La vida no es nunca como nos imaginamos, y no voy a reconstruir ahora la peripecia de mis tíos y sus cuatro hijos (porque mucho dolor se agazapa en su costado), pero hasta sus últimos días, incluso en la distancia, la imagen amable y siempre solícita de Margarita, su madre y sus hermanas (sobre todo con mi madre) y el tío Juan José ha gozado siempre de un halo glamuroso que parecía capaz de sortear los malos vientos y los desplantes que cada voluntad y cada deseo (y cada hijo, y cada primo, como cada individuo en su dignidad y sus enigmas, atesora los suyos) empezaron a plantearles.
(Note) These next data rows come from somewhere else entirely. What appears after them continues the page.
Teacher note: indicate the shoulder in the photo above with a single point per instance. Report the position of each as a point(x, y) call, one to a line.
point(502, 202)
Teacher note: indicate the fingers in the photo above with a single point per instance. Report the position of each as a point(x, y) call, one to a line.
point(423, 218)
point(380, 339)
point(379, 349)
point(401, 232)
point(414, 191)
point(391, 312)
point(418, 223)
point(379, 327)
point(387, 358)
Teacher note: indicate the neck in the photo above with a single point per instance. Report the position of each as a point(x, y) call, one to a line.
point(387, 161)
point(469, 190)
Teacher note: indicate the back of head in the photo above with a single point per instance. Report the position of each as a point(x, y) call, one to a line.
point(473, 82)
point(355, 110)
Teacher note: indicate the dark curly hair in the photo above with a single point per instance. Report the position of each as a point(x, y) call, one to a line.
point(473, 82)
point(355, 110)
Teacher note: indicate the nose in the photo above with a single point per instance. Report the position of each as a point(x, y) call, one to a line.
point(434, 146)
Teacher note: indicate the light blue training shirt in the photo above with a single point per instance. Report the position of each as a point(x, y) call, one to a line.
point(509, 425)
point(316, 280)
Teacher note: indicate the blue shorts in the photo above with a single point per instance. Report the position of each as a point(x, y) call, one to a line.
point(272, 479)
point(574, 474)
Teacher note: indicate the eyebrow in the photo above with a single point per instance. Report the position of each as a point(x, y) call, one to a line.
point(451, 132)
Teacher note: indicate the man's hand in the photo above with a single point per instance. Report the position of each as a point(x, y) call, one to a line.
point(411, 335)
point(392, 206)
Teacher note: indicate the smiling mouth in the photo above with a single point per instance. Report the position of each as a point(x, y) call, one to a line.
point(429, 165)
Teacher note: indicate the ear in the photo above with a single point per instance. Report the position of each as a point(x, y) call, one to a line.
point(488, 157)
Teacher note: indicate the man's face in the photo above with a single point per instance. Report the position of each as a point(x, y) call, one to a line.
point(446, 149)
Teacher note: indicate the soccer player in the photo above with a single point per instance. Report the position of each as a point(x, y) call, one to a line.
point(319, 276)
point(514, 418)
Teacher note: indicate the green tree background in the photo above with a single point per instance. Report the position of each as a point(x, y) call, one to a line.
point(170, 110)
He vuelto a la ciudad costera a ver cómo los peces saltaban en la gran pecera de la ría para celebrar el cambio de año, a compartir con Juan José y con mi madre, en el transbordador que cose las orillas del mar de Vigo, la luz que siendo vieja para el contador establecido a raíz de la muerte del galileo parece intacta sobre el mar cuando atardece y el sol logra abrirse camino entre los piélagos de nubes y la lluvia cobriza. Y en casa de la tía Tere he repasado con asombro los viejos álbumes de fotos, los que dan cuenta fehaciente de que no todo lo vivido fue soñado, y de que aquellos instantes eran ciertos.

 

Camino de una entrevista con Javier Gomá Lanzón a cuenta del libro que cierra su tetralogía sobre la ejemplaridad, Necesario pero imposible, un intento de demostrar que hay esperanza contra la espantosa injusticia de la muerte individual, que él cifra en el ejemplo del galileo, vuelvo a aquella tarde en que la belleza de aquella mujer de la que no sabíamos nada y que por arte de magia (es decir, por el amor) se convirtió en la prometida de mi tío el capitán. La belleza, tal vez el inconfesable deseo (que ni siquera era capaz de formular como tal en mi imaginación), entró como una brisa suave y penetrante en nuestros sentidos que leían la naturaleza y el mundo de los adultos a cada paso. Todos convinimos en que había derrotado al resto de las tías e incluso a nuestras madres: Margarita era la más guapa. El sueño que entonces era la vida se hizo realidad fosforescente. Como si el Nautilus hubiera asomado a la superficie espejeante de la ría. Podíamos esperarlo todo.

 

 

Dice Segismundo en La vida es sueño:

Más sea verdad o sueño

obrar bien es lo que importa;

si fuera verdad, por serlo;

si no, por ganar amigos para cuando despertemos.